La London Schools of Economics ha publicado un informe en el que detalla las razones que a su juicio han arruinado las posibilidades de que Barcelona se transformara en la Milán española, o sea en la capital económica y empresarial frente a la capitalidad política de Madrid (Roma). Un fenómeno que se refleja en el crecimiento del PIB de ambos territorios.
Básicamente, la tesis del estudio sostiene que el consenso que ha construido Madrid desde la recuperación de la democracia, un consenso obligado por la fragmentación política, la ha hecho más ecléctica y la ha abierto a todo tipo de iniciativas, presentándola como un lugar propicio para los negocios.
Por el contrario, las mayorías que han gobernado Cataluña han permitido construir un país según un modelo nacionalista excluyente y cerrado en si mismo, la han ido alejando del mundo económico.
A la tesis de los expertos de la prestigiosa institución británica, habría que añadir un fenómeno que en los últimos años ha venido a dar la puntilla a esa tendencia: un consistorio que gobierna Barcelona (35% del PIB de Cataluña) desde el enfrentamiento con las empresas, más enconado cuanto mayor es la empresa. En paralelo a esa pelea, además, trata de levantar un sector público municipal en competencia con el privado sin cosechar otra cosa que fracasos.
Esta semana hemos asistido a la última y lamentable demostración de ese empeño: la guerra absurda de Ada Colau por escurrir el bulto ante una nueva tasa municipal y echar el muerto sobre Agbar, la empresa a la que se obliga a recaudarla a través del recibo del agua, donde ahora ya se vehiculan dos tasas de residuos (tratamiento y recogida), una tercera tasa (la del alcantarillado) y un canon.
La alcaldesa ha utilizado todos los medios a su alcance para hacer propaganda contra la concesionaria tratando de aprovechar los errores que se han derivado del cálculo de consumo estimado del 52% de los contadores de la ciudad –el resto hacen telelectura-- durante la reclusión por la pandemia. Desde apariciones en televisión hasta amenazas directas de un decretazo que al final no ha sido más que filfa (fake news). No ha logrado convencer ni siquiera a los vecinos que pagan la nueva tasa.
También acabamos de saber cómo el ayuntamiento tira la toalla finalmente en su idea de hacer una empresa 100% pública de servicios funerarios y pone en venta su 15% de Serveis Funeraris de Barcelona por 28 millones. Volvemos a 2006.
En otro de los frentes de intento infantil de nacionalización de servicios, el de la energía eléctrica, también se ha colgado una medalla. A principios de 2017, Barcelona en Comú puso en marcha Barcelona Energía, dependiente de la pública Tersa (Tractament i Selecció de Residus, SA) con el propósito de suministrar electricidad a los barceloneses que lo deseasen. Prometía que el 100% de su energía sería renovable, algo que ningún distribuidor puede garantizar.
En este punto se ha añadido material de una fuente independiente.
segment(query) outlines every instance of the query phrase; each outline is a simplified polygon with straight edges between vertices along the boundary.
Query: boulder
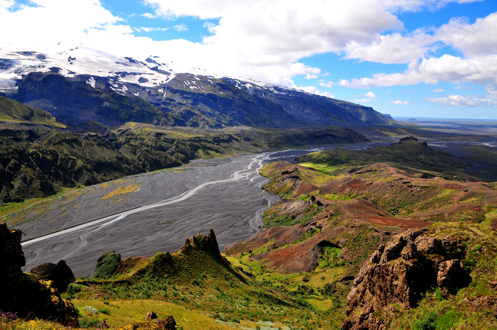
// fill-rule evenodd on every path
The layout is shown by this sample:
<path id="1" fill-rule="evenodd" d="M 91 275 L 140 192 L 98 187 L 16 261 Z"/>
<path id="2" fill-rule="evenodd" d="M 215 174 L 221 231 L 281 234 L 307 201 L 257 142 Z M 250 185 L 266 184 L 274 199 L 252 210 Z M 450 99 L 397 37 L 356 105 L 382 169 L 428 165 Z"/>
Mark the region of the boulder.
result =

El último balance oficial de la iniciativa dice que ya tiene 4.600 puntos de suministro público. Entre esos puntos se cuentan las farolas, por ejemplo; pero no el Metro de Barcelona, que prefirió renovar su contrato con Energy. Además, Barcelona Energía consiguió el suministro a 1.800 “personas usuarias”. Si tenemos en cuenta que la campaña de publicidad para difundir la buena nueva costó 300.000 euros, sale un coste solo en propaganda de 166€ por cada cliente particular conseguido. Un éxito.
Artur Mas anunció en 2010 que haría un Govern business friendly, ya vemos cómo ha derivado el asunto: hasta las grandes compañías catalanas se han ido. Ada Colau se ha manifestado anti-empresa desde su primer mandato, en 2015, lo que echa para atrás a los inversores; pero es que encima trata de hacerles la competencia sin conocimientos ni experiencia suficientes y con dinero público.